Я посоветовала знакомой срочно по периметру развесить камеры. И, не приведи Бог, если что — быстренько наделать много-много копий и спрятать в нескольких надёжных местах. А то плёнка в кабинете следователя может таинственным образом засветиться или исчезнуть.
В доме тоже натыкать камер, желательно в каждом углу, чтобы просматривалась вся комната.
Выходя по делам, в каждой конторе брать справки. Был там-то по такому-то вопросу. Пришёл в 15. 45, ушёл в 16. 15. Фирменный бланк, подпись, печать. Алиби.
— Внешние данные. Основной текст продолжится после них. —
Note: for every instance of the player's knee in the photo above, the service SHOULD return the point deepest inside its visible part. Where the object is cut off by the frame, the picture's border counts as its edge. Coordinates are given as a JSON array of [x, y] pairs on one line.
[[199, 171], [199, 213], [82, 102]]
Оставаясь в безлюдных местах, непрестанно самого себя селфить, вслух комментируя свои действия:
«Вот я иду по двору. Вхожу в подъезд. Захожу в лифт. Никого не убиваю. Никого не убиваю. Никого не убиваю…».
Вот что надо делать. А потом всем дружненько бежать к мозгоправу лечить паранойю.
А если серьёзно… Давайте будем осторожны, и беречь себя и своих детей. Потому что оставшиеся на воле безнаказанные, истинные убийцы вдвойне, втройне опаснее. Циничнее, опытнее и дерзновеннее.
* * *
Камень, камень вокруг. Высоко вверху лампочка — тоже в решётчатом корсете, тоже пленница здесь.
— Бог даёт каждому испытание. Мне выпало — такое… Но к чему давать испытания, которые множат Зло? — думала Женя. Она и рада бы заснуть, кончилась пытка бессонницей — да не может. Зло представляется ей коричневой зловонной субстанцией. — Даже самое маленькое зло, совершённое над одним человеком, не пропадёт бесследно. Зла много накопилось на Земле — и оно растёт и пухнет, как на дрожжах. Таится, копит силы, чтобы прорваться нарывом то в одном, то в другом месте. И тогда не спрашивайте: ведь я такой хороший, за что?!